I confess that weakness has not been a quality that I have strived for. Weakness is, well, weak! Strength! Resolve! Steely determination! Toughing it out! Shaking it off! Now that seems more attractive to me. But what I realize now more than ever is that mentality has caused me more grief and has caused me to drift away from God too often than I care to remember or confess. It has probably been one of my greatest hindrances to truly abiding in Christ.
“… My grace is all you need. My power works best in weakness…” 2 Cor. 12:9
As much as I am embarrassed to say, too often my attitude has been, “Hey God, look at what I am doing for you.
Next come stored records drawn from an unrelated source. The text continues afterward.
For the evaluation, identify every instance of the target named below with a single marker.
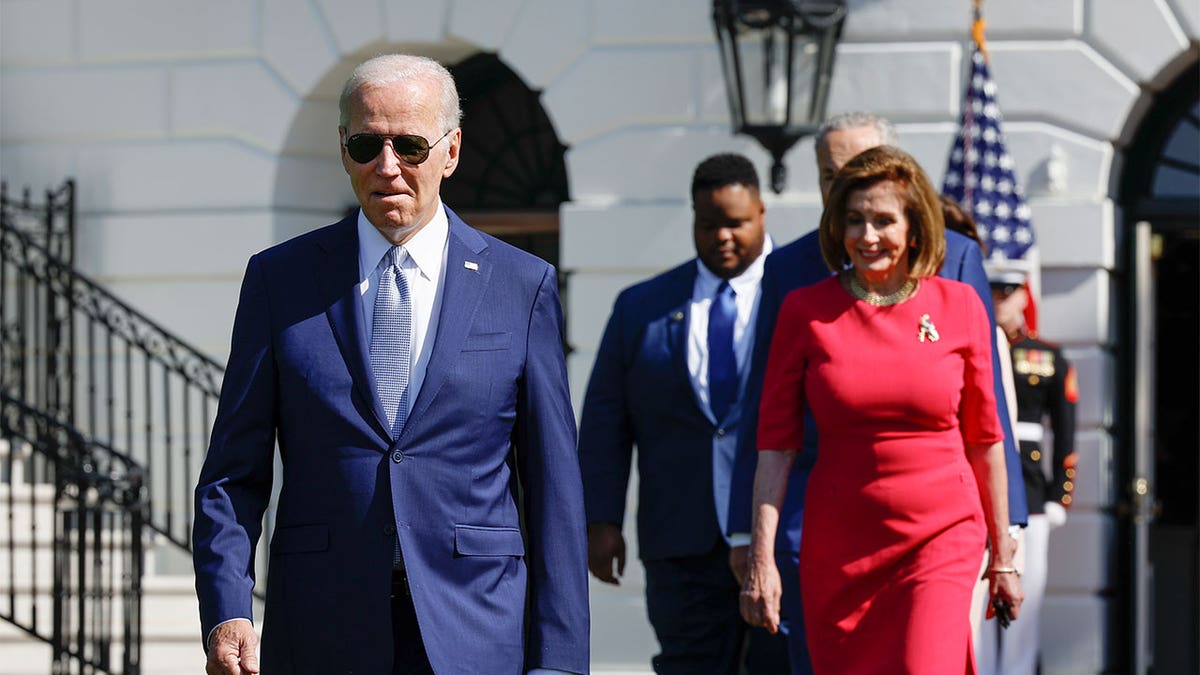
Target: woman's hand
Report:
(1006, 589)
(761, 593)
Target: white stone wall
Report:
(201, 132)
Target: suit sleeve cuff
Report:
(739, 539)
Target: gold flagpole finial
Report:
(979, 28)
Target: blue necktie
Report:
(391, 340)
(723, 364)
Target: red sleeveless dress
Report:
(893, 526)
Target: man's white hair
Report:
(394, 67)
(855, 120)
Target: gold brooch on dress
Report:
(928, 329)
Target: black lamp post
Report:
(778, 61)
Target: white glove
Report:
(1056, 515)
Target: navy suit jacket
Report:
(493, 405)
(640, 393)
(801, 264)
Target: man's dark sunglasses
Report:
(1005, 288)
(364, 148)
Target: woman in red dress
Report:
(909, 484)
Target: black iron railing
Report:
(75, 351)
(72, 535)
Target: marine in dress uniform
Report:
(1047, 390)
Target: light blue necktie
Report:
(391, 340)
(723, 364)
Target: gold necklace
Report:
(879, 300)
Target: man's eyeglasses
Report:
(364, 148)
(1005, 290)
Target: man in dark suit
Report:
(795, 266)
(667, 378)
(412, 371)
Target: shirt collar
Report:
(744, 282)
(425, 248)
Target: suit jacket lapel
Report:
(337, 273)
(466, 276)
(679, 328)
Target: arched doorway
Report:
(513, 173)
(1159, 470)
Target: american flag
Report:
(979, 175)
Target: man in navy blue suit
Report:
(667, 378)
(411, 369)
(795, 266)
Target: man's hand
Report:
(739, 561)
(761, 593)
(605, 544)
(233, 649)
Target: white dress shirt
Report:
(423, 268)
(747, 288)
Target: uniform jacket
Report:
(641, 393)
(1045, 389)
(801, 264)
(493, 404)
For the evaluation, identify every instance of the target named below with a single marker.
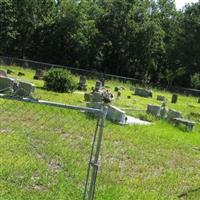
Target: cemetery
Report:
(149, 134)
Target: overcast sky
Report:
(181, 3)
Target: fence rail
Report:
(89, 73)
(45, 125)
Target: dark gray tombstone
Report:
(98, 86)
(116, 89)
(6, 84)
(173, 114)
(25, 89)
(3, 73)
(174, 98)
(143, 92)
(102, 79)
(161, 98)
(97, 97)
(153, 110)
(82, 83)
(39, 73)
(9, 71)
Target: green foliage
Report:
(59, 80)
(195, 80)
(148, 40)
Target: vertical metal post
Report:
(93, 163)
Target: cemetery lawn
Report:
(159, 161)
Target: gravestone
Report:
(161, 98)
(96, 105)
(98, 86)
(87, 96)
(143, 92)
(39, 73)
(118, 94)
(163, 111)
(102, 79)
(107, 96)
(9, 71)
(116, 89)
(96, 97)
(3, 73)
(82, 83)
(174, 98)
(25, 89)
(6, 84)
(116, 115)
(21, 74)
(173, 114)
(153, 110)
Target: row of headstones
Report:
(161, 111)
(148, 93)
(171, 115)
(5, 73)
(21, 88)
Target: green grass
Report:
(44, 150)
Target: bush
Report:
(59, 80)
(195, 81)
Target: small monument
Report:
(6, 84)
(39, 73)
(98, 85)
(3, 73)
(154, 110)
(143, 92)
(25, 89)
(174, 98)
(82, 83)
(173, 114)
(161, 98)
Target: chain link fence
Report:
(88, 73)
(54, 141)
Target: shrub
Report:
(195, 81)
(59, 80)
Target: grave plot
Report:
(54, 146)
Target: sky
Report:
(181, 3)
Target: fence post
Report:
(94, 157)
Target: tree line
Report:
(145, 39)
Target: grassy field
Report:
(44, 150)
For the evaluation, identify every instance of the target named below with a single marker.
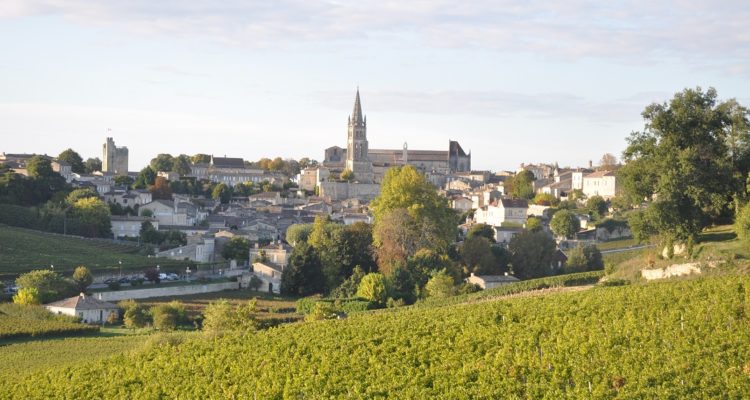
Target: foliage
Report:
(439, 286)
(27, 297)
(404, 188)
(82, 278)
(522, 185)
(304, 275)
(742, 223)
(532, 254)
(688, 162)
(50, 285)
(220, 317)
(74, 159)
(372, 288)
(534, 224)
(565, 224)
(19, 321)
(237, 248)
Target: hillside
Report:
(681, 339)
(22, 250)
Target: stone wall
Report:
(166, 291)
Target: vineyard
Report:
(680, 339)
(34, 321)
(22, 250)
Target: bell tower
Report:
(357, 159)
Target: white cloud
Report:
(641, 31)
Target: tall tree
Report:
(74, 159)
(682, 162)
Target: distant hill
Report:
(23, 250)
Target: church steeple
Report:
(357, 113)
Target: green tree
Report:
(597, 206)
(372, 288)
(74, 159)
(682, 163)
(93, 217)
(50, 285)
(531, 254)
(27, 297)
(222, 192)
(237, 248)
(304, 275)
(162, 162)
(742, 224)
(82, 278)
(522, 185)
(565, 224)
(440, 286)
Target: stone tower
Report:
(114, 159)
(357, 159)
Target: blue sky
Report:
(531, 82)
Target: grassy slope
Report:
(682, 339)
(22, 250)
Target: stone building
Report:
(114, 159)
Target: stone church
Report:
(369, 165)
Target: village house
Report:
(89, 309)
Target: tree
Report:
(162, 162)
(222, 192)
(237, 248)
(608, 162)
(481, 230)
(533, 224)
(136, 316)
(522, 185)
(742, 224)
(49, 285)
(372, 288)
(92, 165)
(83, 278)
(439, 286)
(531, 254)
(597, 206)
(74, 159)
(161, 189)
(406, 188)
(27, 297)
(93, 217)
(682, 163)
(565, 224)
(303, 276)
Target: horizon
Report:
(535, 83)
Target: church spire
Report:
(357, 113)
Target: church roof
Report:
(357, 113)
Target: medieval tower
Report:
(114, 159)
(357, 159)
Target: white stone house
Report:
(88, 309)
(491, 281)
(601, 183)
(503, 211)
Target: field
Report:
(679, 339)
(271, 308)
(22, 250)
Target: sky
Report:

Look at how hard I am working. Look at what I am trying to accomplish for you. Look how strong I am. Look how much faith I have!” Murray reminds me, and it’s something I know full well, that my attitude should be, “Father, I need You. Apart from you I can do nothing. There’s so much I feel You calling me to step into, and I can’t do it on my own. I really need you. Your power works best in weakness.” True faith is found in my weakness, not in my strength. When I can see things for what they truly are and see me for who I truly am, that I am weak, it leads me to exercise faith to trust God for the help I need. It leads me to humble myself and exercise faith that it is God’s strength and His power that I need. That I cannot do anything on my own. That is true faith. And that is true strength.
I want to see and experience the power of God in greater ways. I want what Murray describes, “It is in the power of the omnipotent Savior that the believer must find his strength for life and for work.” I am understanding more fully that abiding in Christ means admitting my weakness and trusting in God’s omnipotence for everything. And the truth is, as I get older, my weakness is more and more apparent and so is my need for God’s power! Hmm, a benefit of getting old. Imagine that!